The answer, of course, is tech. Or at least the people who have made colossal fortunes out of it that rival—perhaps surpass—the riches accumulated by America’s so-called Robber Barons at the beginning of the last century. Seismic purchases, such as the $640,000 (around $9.5m today) paid in 1921 by the American railway magnate Henry Huntington for Gainsborough’s Blue Boy (around 1770) transformed the early 20th-century art market. Surely Messrs Bezos, Zuckerberg, Musk and others could transform today’s art market in the same way that they’ve transformed so many other areas of the global economy?
But, as Michael Short notes, the Robber Barons made their wealth with industrial materials such as coal, railways and ships. “The physical world was where they showed off their wealth, by collecting art,” he says. “Now, it’s a different set of values. Wealthy tech people make their money with apps.”
That said, Amazon founder Jeff Bezos, the world’s richest man, was reported to have spent $70m on works by Kerry James Marshall and Ed Ruscha at Christie’s last November. As yet, as a proportion of available wealth (Bezos is currently worth $185bn), this is not art buying on a scale that Huntington, John Pierpont Morgan or Henry Clay Frick would have taken seriously. Unlike that generation of Robber Barons, today’s tech magnates generally do not feel the need to buy enormously expensive art to gain what Thorstein Veblen identified as “reputability” in his classic 1899 study The Theory of the Leisure Class.

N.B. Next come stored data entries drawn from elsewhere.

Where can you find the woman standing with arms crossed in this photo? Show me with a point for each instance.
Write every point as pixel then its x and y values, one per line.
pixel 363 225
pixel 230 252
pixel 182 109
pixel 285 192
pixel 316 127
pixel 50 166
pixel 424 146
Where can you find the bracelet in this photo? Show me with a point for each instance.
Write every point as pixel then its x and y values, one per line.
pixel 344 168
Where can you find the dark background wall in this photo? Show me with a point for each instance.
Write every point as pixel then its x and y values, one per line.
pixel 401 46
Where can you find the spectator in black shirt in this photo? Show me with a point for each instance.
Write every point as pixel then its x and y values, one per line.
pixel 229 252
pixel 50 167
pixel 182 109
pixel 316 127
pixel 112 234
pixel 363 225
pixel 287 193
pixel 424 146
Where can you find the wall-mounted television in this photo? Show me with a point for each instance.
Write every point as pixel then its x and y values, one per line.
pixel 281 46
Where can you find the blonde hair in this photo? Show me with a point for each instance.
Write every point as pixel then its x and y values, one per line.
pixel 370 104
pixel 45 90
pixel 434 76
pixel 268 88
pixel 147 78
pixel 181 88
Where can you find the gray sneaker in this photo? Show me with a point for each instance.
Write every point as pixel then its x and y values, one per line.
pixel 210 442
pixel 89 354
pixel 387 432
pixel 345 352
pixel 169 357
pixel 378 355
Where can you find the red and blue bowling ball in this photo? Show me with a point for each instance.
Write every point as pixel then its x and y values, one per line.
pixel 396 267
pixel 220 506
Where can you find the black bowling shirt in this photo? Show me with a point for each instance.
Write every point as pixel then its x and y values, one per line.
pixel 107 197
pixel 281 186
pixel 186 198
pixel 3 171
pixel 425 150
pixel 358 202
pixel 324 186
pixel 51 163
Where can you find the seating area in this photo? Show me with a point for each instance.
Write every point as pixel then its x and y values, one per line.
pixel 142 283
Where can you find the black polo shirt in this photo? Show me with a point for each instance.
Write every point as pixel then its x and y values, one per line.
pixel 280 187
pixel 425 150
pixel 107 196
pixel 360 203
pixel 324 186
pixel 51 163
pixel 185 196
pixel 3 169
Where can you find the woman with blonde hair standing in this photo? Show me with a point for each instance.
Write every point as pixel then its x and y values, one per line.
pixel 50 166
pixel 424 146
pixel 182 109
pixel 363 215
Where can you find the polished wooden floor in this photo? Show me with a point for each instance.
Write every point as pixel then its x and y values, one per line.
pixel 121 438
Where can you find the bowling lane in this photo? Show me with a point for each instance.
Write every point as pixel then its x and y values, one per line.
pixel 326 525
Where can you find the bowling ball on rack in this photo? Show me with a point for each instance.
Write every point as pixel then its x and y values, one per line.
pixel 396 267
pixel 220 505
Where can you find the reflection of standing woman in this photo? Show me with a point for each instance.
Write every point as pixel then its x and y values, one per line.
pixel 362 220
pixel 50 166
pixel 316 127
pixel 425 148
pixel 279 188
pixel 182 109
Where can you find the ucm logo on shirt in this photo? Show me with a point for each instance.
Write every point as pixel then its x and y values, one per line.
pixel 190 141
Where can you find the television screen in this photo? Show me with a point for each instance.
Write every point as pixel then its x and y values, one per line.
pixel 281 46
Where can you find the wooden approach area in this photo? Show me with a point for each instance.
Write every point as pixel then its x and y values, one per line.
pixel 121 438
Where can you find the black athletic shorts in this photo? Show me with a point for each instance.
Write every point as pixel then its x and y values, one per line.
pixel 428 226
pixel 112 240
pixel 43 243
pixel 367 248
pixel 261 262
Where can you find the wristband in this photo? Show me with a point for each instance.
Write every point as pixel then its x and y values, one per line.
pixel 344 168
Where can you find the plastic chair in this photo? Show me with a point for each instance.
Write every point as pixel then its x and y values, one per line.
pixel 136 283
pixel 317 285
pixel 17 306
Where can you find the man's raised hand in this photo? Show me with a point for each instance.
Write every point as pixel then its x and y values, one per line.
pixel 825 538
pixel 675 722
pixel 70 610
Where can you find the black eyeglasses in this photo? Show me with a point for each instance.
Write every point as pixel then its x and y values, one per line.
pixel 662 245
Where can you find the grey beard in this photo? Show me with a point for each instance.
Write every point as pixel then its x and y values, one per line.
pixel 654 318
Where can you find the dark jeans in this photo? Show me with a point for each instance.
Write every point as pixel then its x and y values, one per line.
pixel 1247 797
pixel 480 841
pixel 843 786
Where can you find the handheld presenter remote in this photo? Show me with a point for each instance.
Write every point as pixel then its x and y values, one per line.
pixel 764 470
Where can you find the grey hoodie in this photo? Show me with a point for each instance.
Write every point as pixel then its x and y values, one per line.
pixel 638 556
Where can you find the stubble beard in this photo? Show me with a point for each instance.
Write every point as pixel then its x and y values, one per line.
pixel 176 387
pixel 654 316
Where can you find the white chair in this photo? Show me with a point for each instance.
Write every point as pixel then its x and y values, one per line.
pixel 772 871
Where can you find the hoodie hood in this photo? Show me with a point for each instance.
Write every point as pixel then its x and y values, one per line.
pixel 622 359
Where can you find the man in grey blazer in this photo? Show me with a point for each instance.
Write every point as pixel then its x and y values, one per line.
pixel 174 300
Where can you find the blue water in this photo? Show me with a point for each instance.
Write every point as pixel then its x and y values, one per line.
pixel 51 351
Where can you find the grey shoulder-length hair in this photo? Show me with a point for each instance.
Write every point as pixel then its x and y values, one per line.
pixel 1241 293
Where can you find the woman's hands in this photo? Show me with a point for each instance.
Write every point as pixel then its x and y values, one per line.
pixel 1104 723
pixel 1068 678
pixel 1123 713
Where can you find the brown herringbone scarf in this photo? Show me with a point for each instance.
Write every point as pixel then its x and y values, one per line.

“They do invest in art, but from what I know, it’s not as sophisticated and as extensive as previous generations. Validation isn’t as big a component,” says Tadas Jucikas, the founder and chief executive of Genus AI, an artificial intelligence start-up based in San Francisco.
“It’s a different kind of group. People who are successful are very technical. The wealth that is created is reinvested back into new next-generation companies,” Jucikas says.
But he adds that, eventually “successful people wake up to a lack of general knowledge about the rest of the world. Your ability to appreciate things outside your own focus area begins to matter.” Jucikas thinks that “in 20 or 30 years-time” tech entrepreneurs will become more active buyers of art. If and when they do get around to changing the art world, along with the rest of the world, they won’t be buying for investment.